I have no clue who the person that made the comment is. For all I know they are good friends and joke like this all the time, but it really made me wonder why some woman say stuff like that to each other. Was it a joke or a truly jealous comment?

I am not that interested in getting to the bottom of that one, but it did make me thing about jealousy. Mostly about jealous people.

It has to suck to want what others have but you can’t have. I thank my Mom for bringing me up to never really want something simply because someone else had it. My self-worth is not attached to my personal possessions or how I look. That is not to say that I don’t want to have nice things, or be in shape… but I don’t see Brad Pitt and say, I hate that guy for having that body.

Jealousy sometimes is simply masked insecurity. It is not something easy to conquer in every situation, but it can really derail things in an emotional level. I guess the only way to combat it is to be self-assured or satisfied with what you have.

3 Responses to Jealous People

  1. Agreed.
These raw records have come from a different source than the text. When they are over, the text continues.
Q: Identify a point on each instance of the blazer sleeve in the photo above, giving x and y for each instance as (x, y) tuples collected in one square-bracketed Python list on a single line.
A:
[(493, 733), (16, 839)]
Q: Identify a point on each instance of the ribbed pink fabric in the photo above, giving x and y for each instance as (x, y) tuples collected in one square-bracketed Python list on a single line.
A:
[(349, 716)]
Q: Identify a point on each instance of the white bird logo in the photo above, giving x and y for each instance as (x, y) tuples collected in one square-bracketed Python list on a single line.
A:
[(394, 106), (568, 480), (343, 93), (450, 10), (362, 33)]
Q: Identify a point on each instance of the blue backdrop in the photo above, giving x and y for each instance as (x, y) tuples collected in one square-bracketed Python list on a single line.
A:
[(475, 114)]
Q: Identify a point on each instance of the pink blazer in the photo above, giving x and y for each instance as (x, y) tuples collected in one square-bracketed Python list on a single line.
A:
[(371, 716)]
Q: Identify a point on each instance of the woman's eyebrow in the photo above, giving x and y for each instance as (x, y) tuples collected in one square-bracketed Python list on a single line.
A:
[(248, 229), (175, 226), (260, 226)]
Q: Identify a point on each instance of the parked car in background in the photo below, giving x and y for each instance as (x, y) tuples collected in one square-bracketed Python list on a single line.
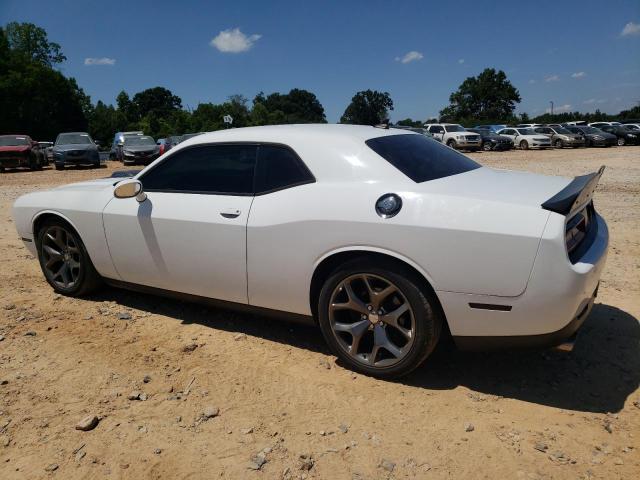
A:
[(75, 148), (420, 130), (623, 134), (602, 124), (117, 142), (47, 149), (594, 137), (138, 149), (20, 151), (561, 137), (454, 135), (525, 138), (411, 239), (493, 128), (187, 136), (490, 140)]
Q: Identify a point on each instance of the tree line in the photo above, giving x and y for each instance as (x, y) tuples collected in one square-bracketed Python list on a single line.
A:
[(38, 100)]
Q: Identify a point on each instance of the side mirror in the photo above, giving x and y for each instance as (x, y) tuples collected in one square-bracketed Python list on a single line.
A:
[(130, 188)]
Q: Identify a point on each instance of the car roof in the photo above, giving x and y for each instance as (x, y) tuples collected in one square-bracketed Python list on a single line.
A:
[(333, 152)]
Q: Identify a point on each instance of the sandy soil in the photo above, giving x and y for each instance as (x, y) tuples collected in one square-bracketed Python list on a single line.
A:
[(282, 395)]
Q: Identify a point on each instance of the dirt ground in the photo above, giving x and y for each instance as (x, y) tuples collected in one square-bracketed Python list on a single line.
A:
[(282, 396)]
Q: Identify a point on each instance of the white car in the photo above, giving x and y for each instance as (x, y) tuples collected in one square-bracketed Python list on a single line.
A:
[(525, 138), (454, 135), (382, 237)]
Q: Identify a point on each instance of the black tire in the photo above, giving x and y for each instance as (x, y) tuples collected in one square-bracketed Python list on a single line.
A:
[(428, 319), (87, 279)]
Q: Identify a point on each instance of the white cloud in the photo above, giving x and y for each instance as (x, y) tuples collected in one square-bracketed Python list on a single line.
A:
[(630, 29), (100, 61), (411, 56), (560, 108), (234, 41)]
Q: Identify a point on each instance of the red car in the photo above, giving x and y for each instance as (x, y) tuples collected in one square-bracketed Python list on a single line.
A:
[(20, 151)]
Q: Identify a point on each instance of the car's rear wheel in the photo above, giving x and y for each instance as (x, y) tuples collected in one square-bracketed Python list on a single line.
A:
[(377, 319), (64, 259)]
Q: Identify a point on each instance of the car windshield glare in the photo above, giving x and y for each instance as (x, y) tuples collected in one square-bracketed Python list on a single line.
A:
[(73, 139), (420, 158), (138, 141), (13, 141)]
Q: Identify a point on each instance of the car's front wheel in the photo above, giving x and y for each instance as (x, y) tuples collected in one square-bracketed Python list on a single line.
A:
[(378, 319), (64, 259)]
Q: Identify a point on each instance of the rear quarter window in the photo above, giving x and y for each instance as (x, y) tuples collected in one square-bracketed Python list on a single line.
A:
[(421, 158)]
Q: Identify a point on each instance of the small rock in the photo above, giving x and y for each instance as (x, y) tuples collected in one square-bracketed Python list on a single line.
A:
[(135, 395), (87, 423), (210, 412), (541, 447), (307, 462), (256, 462), (189, 348), (387, 465)]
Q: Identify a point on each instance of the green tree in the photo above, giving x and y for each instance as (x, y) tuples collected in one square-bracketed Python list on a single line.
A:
[(368, 107), (31, 42), (488, 98)]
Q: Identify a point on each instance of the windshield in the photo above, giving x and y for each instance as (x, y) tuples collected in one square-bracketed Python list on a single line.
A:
[(141, 140), (421, 158), (73, 139), (13, 141)]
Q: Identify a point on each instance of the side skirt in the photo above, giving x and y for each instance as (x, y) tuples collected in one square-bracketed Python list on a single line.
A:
[(222, 304)]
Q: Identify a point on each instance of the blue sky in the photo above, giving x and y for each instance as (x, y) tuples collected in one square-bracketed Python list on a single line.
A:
[(581, 55)]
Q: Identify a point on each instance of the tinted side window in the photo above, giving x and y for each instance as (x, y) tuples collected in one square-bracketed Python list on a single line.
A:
[(226, 169), (279, 167), (421, 158)]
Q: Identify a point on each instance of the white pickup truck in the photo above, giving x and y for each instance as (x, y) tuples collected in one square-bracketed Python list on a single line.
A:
[(454, 135)]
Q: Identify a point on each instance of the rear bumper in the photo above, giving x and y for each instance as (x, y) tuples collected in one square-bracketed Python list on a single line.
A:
[(557, 299)]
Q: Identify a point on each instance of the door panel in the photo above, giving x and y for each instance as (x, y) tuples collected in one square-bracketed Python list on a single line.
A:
[(190, 243)]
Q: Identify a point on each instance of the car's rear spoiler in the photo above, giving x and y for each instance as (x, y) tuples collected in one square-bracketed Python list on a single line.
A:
[(577, 193)]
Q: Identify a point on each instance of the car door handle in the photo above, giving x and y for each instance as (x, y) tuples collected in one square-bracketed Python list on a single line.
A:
[(230, 213)]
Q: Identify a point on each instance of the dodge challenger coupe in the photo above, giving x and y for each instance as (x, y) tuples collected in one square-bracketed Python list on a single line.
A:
[(383, 237)]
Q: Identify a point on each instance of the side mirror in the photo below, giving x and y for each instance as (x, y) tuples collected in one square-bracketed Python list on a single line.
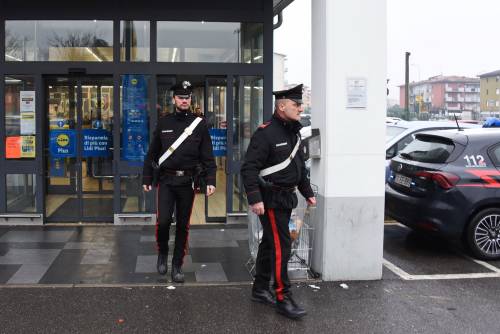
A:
[(390, 153)]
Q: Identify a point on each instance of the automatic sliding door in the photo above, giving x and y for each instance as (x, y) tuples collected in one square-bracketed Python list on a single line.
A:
[(248, 110), (96, 151), (61, 201), (216, 114), (79, 162)]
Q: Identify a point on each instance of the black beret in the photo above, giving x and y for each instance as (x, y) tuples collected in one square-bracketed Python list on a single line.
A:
[(182, 88), (294, 94)]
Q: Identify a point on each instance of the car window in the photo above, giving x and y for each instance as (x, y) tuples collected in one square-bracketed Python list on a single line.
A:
[(494, 154), (392, 131), (405, 141), (430, 149)]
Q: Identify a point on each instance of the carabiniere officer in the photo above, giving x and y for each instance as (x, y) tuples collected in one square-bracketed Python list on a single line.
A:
[(177, 175), (273, 169)]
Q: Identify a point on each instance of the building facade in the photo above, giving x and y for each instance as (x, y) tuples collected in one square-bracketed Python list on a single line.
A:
[(83, 84), (490, 94), (444, 96)]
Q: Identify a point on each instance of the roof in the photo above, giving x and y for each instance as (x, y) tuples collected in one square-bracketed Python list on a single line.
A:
[(445, 79), (476, 134), (490, 74), (279, 5)]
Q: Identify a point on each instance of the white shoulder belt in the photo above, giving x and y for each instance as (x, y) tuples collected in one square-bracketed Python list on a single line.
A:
[(186, 133), (284, 164)]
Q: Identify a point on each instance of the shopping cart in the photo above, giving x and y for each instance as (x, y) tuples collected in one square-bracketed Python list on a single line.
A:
[(301, 225)]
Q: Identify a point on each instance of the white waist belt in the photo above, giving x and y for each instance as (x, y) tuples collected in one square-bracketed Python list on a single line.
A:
[(186, 133), (281, 165)]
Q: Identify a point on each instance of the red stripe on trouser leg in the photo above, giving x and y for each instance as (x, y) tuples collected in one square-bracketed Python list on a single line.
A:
[(187, 227), (277, 261), (157, 216)]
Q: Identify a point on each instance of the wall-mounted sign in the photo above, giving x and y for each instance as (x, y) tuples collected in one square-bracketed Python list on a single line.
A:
[(62, 143), (219, 142), (356, 93), (27, 111), (17, 147)]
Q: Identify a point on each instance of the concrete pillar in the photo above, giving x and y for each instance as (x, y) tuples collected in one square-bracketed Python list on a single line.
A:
[(349, 108)]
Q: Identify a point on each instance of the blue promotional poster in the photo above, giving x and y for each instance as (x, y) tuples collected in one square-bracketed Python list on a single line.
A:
[(135, 127), (219, 142), (96, 143), (57, 167), (62, 143)]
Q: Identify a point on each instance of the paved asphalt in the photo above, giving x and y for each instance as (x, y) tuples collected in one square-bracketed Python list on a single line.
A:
[(386, 306)]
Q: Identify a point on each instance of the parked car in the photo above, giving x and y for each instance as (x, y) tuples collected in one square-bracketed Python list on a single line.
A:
[(448, 182), (400, 133)]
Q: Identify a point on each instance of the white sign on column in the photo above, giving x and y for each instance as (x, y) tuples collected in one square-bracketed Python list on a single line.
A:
[(356, 93)]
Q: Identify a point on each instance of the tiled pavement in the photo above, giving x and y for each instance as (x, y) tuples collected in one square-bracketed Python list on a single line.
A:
[(116, 254)]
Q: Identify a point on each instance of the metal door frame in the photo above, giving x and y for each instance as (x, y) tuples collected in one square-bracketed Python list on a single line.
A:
[(73, 80)]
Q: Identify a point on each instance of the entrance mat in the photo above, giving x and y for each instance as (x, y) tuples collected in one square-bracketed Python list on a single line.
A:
[(92, 207)]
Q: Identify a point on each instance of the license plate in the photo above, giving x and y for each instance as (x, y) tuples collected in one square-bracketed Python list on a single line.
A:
[(402, 180)]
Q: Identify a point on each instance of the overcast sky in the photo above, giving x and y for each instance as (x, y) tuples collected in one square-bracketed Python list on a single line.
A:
[(449, 37)]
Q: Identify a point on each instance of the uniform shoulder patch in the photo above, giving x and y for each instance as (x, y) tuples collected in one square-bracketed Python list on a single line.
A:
[(264, 125)]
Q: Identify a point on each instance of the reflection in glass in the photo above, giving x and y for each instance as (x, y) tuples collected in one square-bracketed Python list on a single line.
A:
[(223, 42), (134, 40), (21, 189), (216, 118), (20, 118), (59, 41), (248, 112), (239, 195)]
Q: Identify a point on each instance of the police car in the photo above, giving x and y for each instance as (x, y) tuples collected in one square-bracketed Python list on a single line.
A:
[(448, 182)]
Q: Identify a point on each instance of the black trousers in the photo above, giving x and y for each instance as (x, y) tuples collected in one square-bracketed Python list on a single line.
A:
[(180, 197), (274, 251)]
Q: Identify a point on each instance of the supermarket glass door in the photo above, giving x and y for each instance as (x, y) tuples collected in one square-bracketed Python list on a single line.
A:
[(78, 149)]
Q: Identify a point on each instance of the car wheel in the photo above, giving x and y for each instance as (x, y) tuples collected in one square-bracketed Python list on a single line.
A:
[(483, 234)]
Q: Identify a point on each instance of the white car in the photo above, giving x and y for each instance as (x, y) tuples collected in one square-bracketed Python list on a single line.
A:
[(400, 133)]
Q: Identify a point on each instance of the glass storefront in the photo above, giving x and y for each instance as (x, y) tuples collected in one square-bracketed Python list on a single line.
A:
[(21, 190), (134, 40), (90, 40), (208, 42), (64, 155)]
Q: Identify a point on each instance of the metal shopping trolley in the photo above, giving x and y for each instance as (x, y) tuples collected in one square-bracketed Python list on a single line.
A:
[(302, 224)]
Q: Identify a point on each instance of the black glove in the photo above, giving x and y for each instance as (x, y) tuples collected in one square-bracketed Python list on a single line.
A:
[(199, 179)]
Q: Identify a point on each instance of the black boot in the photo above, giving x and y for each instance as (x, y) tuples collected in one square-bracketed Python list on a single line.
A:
[(177, 274), (289, 308), (263, 296), (161, 264)]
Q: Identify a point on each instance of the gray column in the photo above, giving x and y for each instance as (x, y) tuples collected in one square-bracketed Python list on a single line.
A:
[(349, 107)]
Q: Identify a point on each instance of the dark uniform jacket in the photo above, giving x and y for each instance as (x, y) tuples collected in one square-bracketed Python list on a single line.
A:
[(194, 150), (271, 144)]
Jealousy in my opinion is the most evil and destructive personal flaw. Period. It destroys friendships, relationships, and the quality of life in general. It leads people to say and do things that they normally wouldn’t do or say. It’s like, an anti-goal driven by spite. Rarely do I ever experience jealousy. I am secure in who I am and what I have. But I have been a victim of it and I see others victimize not only others, but themselves. I have no problem if you’re an asshole. I can manage that. But a jealous asshole is too much to bear.

  2. Picky, picky. I used the term chain mail because most people there were using the term and it is generally more widly recognized than scale mail or scale armor.

    I didn’t take the comment on the pictures to be jealous or hateful, but more that the commenter was remembering a time when they were in better shape themselves.

    Anyway, back to topic. Everybody should have goals and desires, in fact I would be suspicious of anyone claiming not to. Sometimes wishes or desires get mixed in with things like depression, low selk esteem, or the fact that you just don’t like somebody else and it goes from a positive to a negative. Once that happens rationality goes out the door and people are capable of saying or doing some horrible things.

    I don’t like to think I am a jealous person and I have never been involved with somebody who was, so I can’t say jealousy has played a big part in my life. I can however recognize it for the caustic condition it is.

  3. Well Hell Michelle

    I never used to think I was a jealous person. But, sometimes when I don’t like someone, I realize it may be because they have something I wish I had — maybe a material thing, physical attribute, or personality trait. Anyway, once I am honest with myself and recognize the jealousy, I usually see the person in a whole new way. After all, my jealousy of them is my fault, not theirs.